2.1.4 Sistemas Lineares — Métodos Diretos — Decomposição SVD

1. Fatoração em Valores Singulares

Toda matriz pode ser decomposta como sendo um produto de três matrizes de propriedades específicas. Quando a matriz a ser decomposta $A \in \mathbf{R}^{m \times n}$ com $m \leq n$ (ou seja, mais linhas que colunas), a decomposição em valores singulares possui a forma

$$ A = U ~
\left[ \begin{array}{c}
S \\
0
\end{array} \right]
~ V^{T} $$

onde $U$ e $V$ são matrizes ortogonais de dimensão $m \times m$ e $n \times n$ , respectivamente, e $S$ é uma matriz diagonal de ordem $n \times n$ com elementos $\sigma_i$ , $i = 1, 2, \ldots, n$ , que satisfaz

$$
\sigma_1 \geq \sigma_2 \geq \cdots \geq \sigma_n \geq 0
$$

Os valores $\sigma_i \in diag(S)$ são chamados de valores singulares da matriz $A$ . Podemos definir a seguinte condição para a matriz não-singular $A$

$$ \kappa(A) = \|A\|~\|A^{-1}\| $$

como sendo $\frac{\sigma\_1}{\sigma\_n}$ .

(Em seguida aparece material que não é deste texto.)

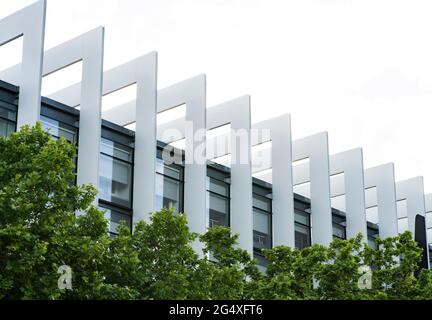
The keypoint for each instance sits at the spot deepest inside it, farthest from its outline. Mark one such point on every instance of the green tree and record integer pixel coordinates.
(40, 231)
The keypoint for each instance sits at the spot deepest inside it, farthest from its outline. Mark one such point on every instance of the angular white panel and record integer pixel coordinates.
(29, 23)
(382, 177)
(142, 72)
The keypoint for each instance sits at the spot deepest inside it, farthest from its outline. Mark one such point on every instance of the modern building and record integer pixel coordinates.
(297, 195)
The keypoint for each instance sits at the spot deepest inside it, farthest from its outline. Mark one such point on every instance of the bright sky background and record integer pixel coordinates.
(361, 70)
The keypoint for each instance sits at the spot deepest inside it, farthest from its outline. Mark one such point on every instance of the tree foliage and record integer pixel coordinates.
(40, 231)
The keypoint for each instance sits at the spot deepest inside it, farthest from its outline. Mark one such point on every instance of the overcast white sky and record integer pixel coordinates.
(361, 70)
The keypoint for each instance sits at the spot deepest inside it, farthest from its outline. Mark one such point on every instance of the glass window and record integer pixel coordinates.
(167, 193)
(218, 202)
(262, 263)
(262, 225)
(262, 229)
(339, 230)
(372, 235)
(169, 186)
(262, 203)
(302, 236)
(59, 129)
(219, 210)
(6, 128)
(7, 122)
(302, 229)
(115, 173)
(115, 217)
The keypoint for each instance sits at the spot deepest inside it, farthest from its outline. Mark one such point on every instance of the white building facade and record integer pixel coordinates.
(251, 177)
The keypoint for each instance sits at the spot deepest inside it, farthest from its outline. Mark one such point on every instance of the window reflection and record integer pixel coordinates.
(7, 122)
(261, 222)
(169, 186)
(302, 229)
(372, 235)
(218, 202)
(58, 129)
(339, 230)
(115, 173)
(115, 218)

Quando $m \leq n$ , isto é, quando o número de colunas é menor ou igual ao número de colunas, a decomposição terá a forma

$$
A = U ~ \left[ ~ S ~ ~ ~ 0 ~\right] ~ V^{T}
$$

onde, novamente, $U$ e $V$ são ortogonais e terão dimensões $m \ times m$ e $n \times n$ , respectivamente. $S$ agora será uma matriz singular $m \times m$ com a diagonal não-negativa, com elementos

$$
\sigma_1 \geq \sigma_2 \geq \cdots \geq \sigma_m \geq 0
$$

Para $A$ simétrica, com $n$ autovalores reais $\lambda\_1, \lambda\_2, \ldots, \lambda\_n$ , e seus autovetores associados $q\_1, q\_2, \ldots, q\_n$ , podemos usar a decomposição espectral de $A$ :

$$
A = \sum_{i = 1}^{n} \lambda_i q_i q_i^T
$$

Assim, a decomposição pode ser reescrita, definindo-se

$$
\Lambda = diag(\lambda_1, \lambda_2, \ldots, \lambda_n)
$$

$$
Q = \left[ \begin{array}{c}
q_1 \\
q_2 \\
\cdots \\
q_n
\end{array} \right]
$$

e reescrevendo $A$ como

$$
A = Q ~ \Lambda ~ Q^T
$$

Esta decomposição é idêntica à SVD quando definimos $U = V = Q$ e $S = \Lambda$ . Note que os valores singulares $\sigma\_i$ e os autovalores $\lambda\_i$ coincidem neste caso.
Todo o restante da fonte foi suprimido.